Failure to Verify Transfer Status Results in Resident Injury
Penalty
Summary
Two certified nursing assistants (CNAs) failed to verify the required transfer method for a resident who was dependent on staff for transfers and required a mechanical lift with two-person assistance, as documented in her care plan. Both CNAs were unfamiliar with the resident's specific needs and did not consult the electronic kiosk or care plan to confirm the appropriate transfer method. Instead, they transferred the resident using a draw sheet, both from bed to wheelchair and later from wheelchair back to bed, without using the required Hoyer lift.
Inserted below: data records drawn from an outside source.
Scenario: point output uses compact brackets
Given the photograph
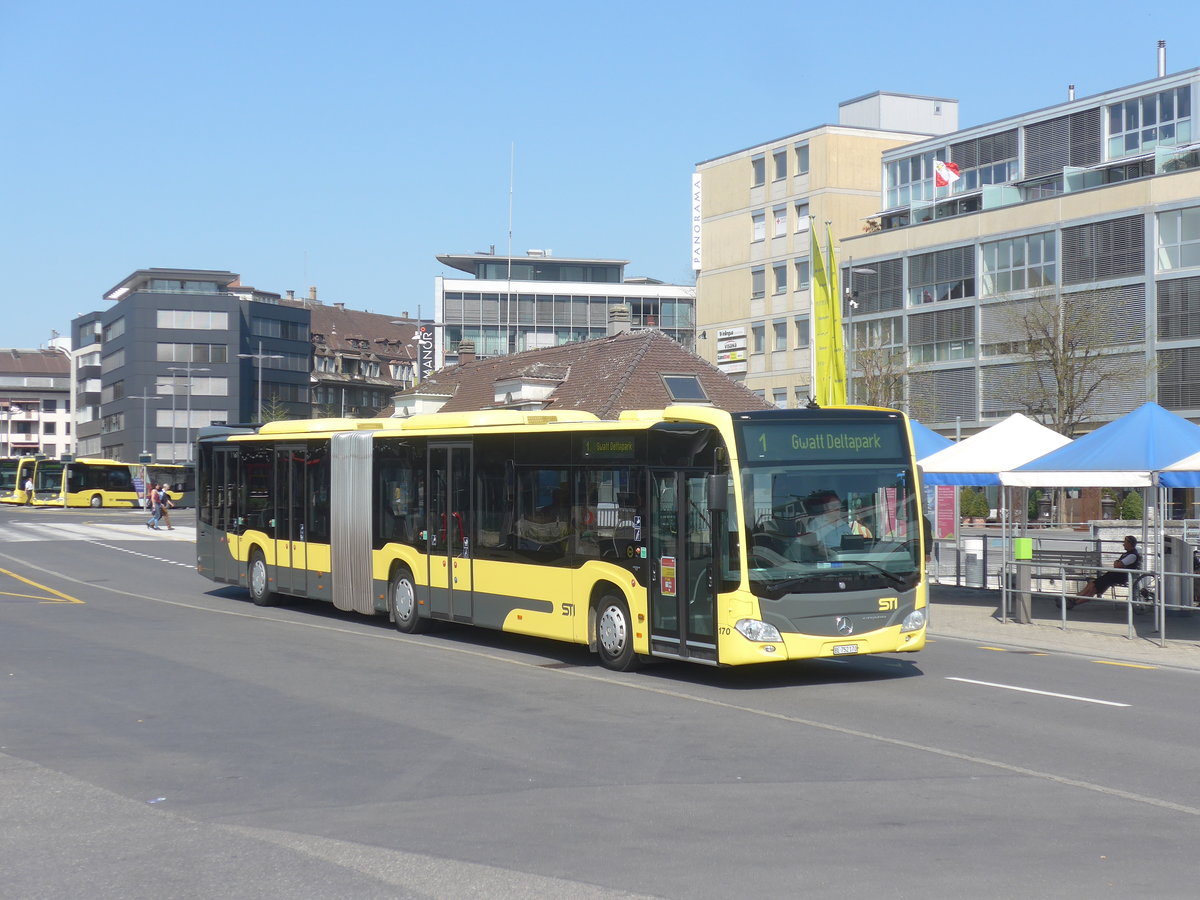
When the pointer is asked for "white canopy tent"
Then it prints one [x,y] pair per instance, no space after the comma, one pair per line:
[979,459]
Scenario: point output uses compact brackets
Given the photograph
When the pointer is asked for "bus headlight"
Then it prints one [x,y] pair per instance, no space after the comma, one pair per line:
[757,630]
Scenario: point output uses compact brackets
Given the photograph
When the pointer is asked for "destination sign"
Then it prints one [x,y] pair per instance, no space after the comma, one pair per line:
[826,441]
[610,448]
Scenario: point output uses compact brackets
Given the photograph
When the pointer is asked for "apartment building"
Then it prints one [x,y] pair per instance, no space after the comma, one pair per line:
[35,402]
[1092,203]
[178,349]
[751,216]
[538,300]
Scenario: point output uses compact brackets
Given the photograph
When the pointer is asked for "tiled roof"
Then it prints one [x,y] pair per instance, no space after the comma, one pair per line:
[34,363]
[358,333]
[604,377]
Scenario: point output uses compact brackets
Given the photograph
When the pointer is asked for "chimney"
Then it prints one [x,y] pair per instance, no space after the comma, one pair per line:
[619,319]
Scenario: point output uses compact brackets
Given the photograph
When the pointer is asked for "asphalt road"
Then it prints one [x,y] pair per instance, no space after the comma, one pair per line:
[161,737]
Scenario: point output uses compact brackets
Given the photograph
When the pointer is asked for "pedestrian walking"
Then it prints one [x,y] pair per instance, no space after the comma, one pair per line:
[155,507]
[165,504]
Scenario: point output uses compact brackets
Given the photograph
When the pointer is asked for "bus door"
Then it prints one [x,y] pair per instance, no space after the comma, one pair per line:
[682,565]
[217,522]
[449,532]
[291,559]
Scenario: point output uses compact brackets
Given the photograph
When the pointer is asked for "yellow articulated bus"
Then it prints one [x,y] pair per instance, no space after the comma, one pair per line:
[685,533]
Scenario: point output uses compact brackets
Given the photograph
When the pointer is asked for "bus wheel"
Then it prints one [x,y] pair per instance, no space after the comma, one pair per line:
[615,634]
[259,587]
[402,603]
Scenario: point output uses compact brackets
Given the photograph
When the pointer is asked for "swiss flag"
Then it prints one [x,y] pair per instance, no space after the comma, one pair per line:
[945,173]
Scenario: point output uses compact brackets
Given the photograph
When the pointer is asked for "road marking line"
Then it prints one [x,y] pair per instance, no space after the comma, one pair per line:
[1127,665]
[1031,690]
[63,598]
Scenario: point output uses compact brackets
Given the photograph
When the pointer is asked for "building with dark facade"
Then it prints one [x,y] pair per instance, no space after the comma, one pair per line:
[178,349]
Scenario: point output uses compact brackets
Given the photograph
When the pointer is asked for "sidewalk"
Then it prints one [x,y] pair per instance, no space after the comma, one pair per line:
[1093,629]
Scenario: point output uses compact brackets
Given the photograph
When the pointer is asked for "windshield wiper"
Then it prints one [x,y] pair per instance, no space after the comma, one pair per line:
[892,576]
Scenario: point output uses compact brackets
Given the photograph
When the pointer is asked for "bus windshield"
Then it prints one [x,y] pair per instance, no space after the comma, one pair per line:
[829,505]
[7,475]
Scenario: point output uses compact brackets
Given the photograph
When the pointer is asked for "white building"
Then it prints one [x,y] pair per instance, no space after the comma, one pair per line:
[513,304]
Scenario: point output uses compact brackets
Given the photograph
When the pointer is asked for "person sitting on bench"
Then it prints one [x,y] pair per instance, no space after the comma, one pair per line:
[1129,559]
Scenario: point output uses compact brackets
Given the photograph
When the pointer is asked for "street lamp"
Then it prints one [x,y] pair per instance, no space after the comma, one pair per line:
[145,399]
[259,357]
[187,429]
[71,384]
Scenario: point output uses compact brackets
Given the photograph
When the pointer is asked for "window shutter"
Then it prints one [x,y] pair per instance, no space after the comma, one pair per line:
[943,395]
[1179,307]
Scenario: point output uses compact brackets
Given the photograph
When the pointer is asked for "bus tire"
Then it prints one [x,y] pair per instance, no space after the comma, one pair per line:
[615,634]
[402,605]
[259,580]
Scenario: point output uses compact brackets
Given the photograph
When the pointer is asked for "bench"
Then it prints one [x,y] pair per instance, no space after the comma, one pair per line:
[1077,565]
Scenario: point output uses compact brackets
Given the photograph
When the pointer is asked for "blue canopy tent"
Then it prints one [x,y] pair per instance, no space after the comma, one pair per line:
[1185,473]
[925,441]
[1122,454]
[1127,453]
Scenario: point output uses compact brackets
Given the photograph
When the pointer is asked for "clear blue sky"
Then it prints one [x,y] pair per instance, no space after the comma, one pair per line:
[346,144]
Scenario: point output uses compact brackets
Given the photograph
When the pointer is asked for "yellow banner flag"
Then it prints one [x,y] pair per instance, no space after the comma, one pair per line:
[828,358]
[838,370]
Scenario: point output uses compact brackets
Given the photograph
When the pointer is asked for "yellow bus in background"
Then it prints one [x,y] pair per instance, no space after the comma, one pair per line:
[22,469]
[181,478]
[685,533]
[88,483]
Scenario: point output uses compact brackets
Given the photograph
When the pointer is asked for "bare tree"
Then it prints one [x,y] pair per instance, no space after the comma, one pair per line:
[879,364]
[1065,343]
[275,409]
[880,379]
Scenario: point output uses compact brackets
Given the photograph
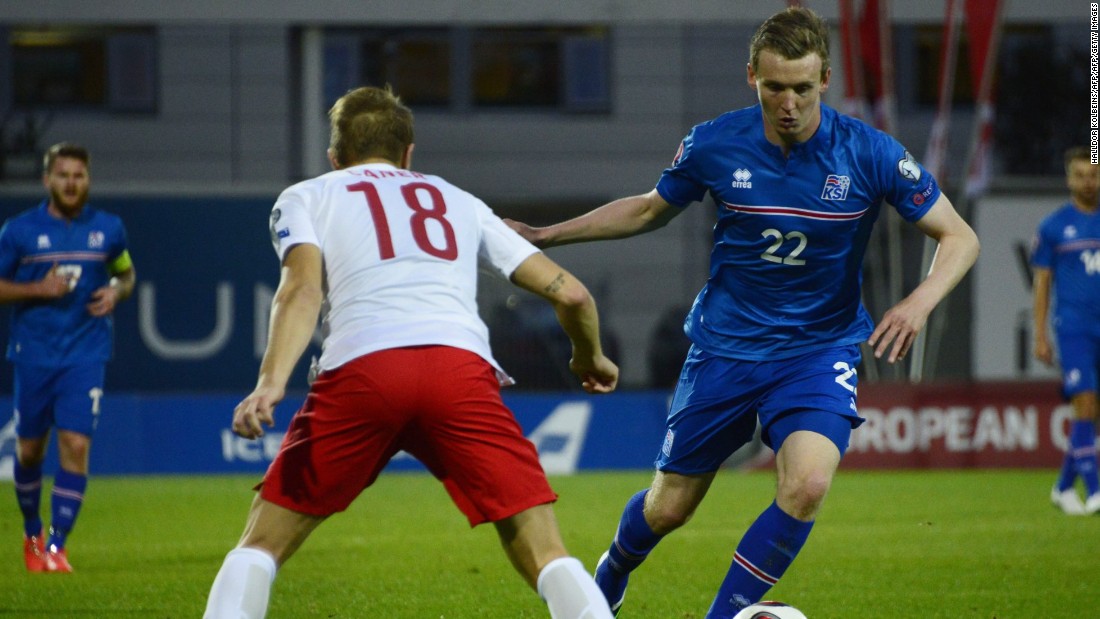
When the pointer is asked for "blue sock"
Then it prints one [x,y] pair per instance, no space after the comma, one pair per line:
[29,495]
[67,497]
[1082,438]
[634,539]
[765,552]
[1068,473]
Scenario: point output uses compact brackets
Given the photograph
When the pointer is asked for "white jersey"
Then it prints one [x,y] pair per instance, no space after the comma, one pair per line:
[400,255]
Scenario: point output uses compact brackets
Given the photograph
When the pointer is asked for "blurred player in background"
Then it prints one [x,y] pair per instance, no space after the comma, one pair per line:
[1066,251]
[777,328]
[392,256]
[64,266]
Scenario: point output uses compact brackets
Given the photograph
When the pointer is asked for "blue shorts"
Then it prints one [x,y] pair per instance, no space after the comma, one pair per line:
[66,397]
[1079,356]
[717,401]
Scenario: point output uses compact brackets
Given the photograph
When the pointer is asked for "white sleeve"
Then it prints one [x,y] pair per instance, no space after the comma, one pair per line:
[502,249]
[290,222]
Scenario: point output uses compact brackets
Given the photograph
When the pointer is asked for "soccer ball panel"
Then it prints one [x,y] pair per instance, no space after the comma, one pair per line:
[770,610]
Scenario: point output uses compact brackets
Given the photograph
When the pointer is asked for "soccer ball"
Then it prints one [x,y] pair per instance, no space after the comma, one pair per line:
[770,610]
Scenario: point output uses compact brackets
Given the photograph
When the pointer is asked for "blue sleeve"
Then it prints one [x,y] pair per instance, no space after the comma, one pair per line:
[1042,246]
[905,184]
[679,185]
[9,252]
[119,240]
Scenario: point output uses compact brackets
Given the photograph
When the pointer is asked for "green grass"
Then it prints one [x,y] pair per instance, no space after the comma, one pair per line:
[898,544]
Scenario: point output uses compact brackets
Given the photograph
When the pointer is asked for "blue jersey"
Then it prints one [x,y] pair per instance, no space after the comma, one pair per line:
[787,264]
[1068,243]
[61,332]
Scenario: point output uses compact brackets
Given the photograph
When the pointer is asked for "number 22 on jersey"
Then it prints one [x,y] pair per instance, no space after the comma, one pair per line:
[414,195]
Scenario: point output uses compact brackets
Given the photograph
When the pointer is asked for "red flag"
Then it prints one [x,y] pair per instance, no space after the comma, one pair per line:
[983,28]
[936,150]
[877,53]
[855,101]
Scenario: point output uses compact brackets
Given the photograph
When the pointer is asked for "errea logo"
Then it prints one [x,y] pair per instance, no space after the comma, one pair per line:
[741,179]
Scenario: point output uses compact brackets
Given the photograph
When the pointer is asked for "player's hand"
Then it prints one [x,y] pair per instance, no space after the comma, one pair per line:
[53,285]
[256,411]
[1043,351]
[103,300]
[598,375]
[527,232]
[899,327]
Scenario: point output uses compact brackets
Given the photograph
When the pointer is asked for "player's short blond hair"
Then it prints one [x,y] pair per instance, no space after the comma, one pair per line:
[791,33]
[370,122]
[64,150]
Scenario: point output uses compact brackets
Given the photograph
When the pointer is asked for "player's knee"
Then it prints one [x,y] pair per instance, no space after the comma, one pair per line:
[803,496]
[74,448]
[664,518]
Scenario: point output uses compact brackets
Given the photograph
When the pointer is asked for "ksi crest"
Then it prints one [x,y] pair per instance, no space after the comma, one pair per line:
[836,187]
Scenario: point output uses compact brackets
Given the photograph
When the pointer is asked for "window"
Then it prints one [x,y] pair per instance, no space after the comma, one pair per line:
[103,68]
[540,68]
[486,68]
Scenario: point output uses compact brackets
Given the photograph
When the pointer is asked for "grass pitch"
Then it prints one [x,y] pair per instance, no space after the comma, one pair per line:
[895,544]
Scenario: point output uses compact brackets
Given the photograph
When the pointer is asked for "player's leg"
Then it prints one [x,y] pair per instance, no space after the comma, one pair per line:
[470,440]
[334,446]
[532,542]
[805,464]
[33,421]
[648,516]
[1082,439]
[28,477]
[67,496]
[807,416]
[711,417]
[242,587]
[76,413]
[1079,353]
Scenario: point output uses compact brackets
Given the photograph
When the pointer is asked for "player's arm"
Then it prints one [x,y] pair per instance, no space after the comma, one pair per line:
[956,253]
[52,286]
[294,314]
[1041,299]
[618,219]
[118,289]
[576,312]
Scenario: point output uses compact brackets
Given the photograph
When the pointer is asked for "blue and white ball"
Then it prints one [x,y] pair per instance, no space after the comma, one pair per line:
[770,610]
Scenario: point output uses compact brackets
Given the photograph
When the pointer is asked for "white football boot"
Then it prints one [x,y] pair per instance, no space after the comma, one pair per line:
[1069,503]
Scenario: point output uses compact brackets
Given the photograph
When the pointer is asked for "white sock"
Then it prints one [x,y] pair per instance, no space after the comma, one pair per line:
[242,586]
[570,592]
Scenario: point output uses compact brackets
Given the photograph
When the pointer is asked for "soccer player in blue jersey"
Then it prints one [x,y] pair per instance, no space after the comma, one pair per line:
[64,266]
[1066,251]
[776,330]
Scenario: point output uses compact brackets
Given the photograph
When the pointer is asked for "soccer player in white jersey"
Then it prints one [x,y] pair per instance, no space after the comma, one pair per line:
[776,330]
[388,257]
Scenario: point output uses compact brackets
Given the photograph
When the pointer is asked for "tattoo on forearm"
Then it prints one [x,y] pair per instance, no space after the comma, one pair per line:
[557,284]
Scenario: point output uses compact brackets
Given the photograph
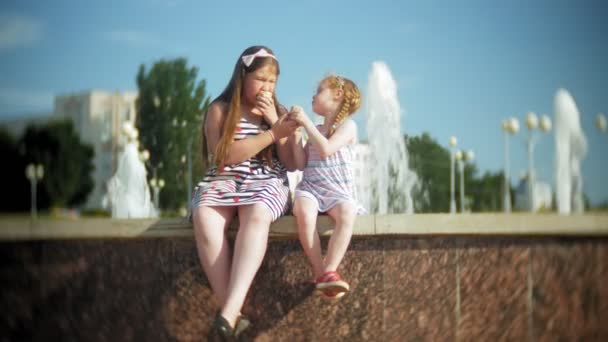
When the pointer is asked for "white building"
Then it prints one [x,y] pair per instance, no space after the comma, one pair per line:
[543,195]
[98,117]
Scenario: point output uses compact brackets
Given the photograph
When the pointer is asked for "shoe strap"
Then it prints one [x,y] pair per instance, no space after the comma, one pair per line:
[327,275]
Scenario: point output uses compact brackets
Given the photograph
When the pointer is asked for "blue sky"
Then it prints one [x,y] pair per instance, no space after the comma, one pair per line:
[461,66]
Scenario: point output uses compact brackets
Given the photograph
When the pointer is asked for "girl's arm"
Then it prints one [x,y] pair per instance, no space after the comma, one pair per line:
[244,149]
[284,146]
[298,151]
[344,135]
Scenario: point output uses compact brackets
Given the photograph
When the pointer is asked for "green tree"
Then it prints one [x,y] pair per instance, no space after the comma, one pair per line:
[67,161]
[487,192]
[431,162]
[170,108]
[16,187]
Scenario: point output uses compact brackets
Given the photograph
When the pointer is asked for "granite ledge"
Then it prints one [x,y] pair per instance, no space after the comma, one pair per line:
[495,224]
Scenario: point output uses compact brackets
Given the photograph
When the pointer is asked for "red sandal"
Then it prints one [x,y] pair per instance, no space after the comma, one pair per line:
[331,285]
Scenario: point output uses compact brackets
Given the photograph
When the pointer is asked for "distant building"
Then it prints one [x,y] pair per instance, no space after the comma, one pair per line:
[543,195]
[16,126]
[98,117]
The resident, who had significant medical conditions including Parkinson's Disease, a history of falls, a left artificial knee joint, and a right below-knee amputation, was also severely cognitively impaired and unable to advocate for herself. After being transferred back to bed by the CNAs, the resident yelled out in pain. An x-ray was ordered, revealing a closed displaced fracture of the proximal end of her left humerus. She was subsequently sent to the emergency room for evaluation and treatment, and upon return, continued to experience pain and required her arm to be immobilized in a sling. Interviews with the involved CNAs confirmed that neither had checked the resident's care plan or the electronic system to verify the required transfer assistance prior to performing the transfer. Both CNAs admitted they should have checked the resident's transfer status. The Director of Nursing and other staff confirmed that the resident's care plan clearly indicated the need for a Hoyer lift with two-person assistance for all transfers, and that the staff did not follow this plan, resulting in the resident's injury.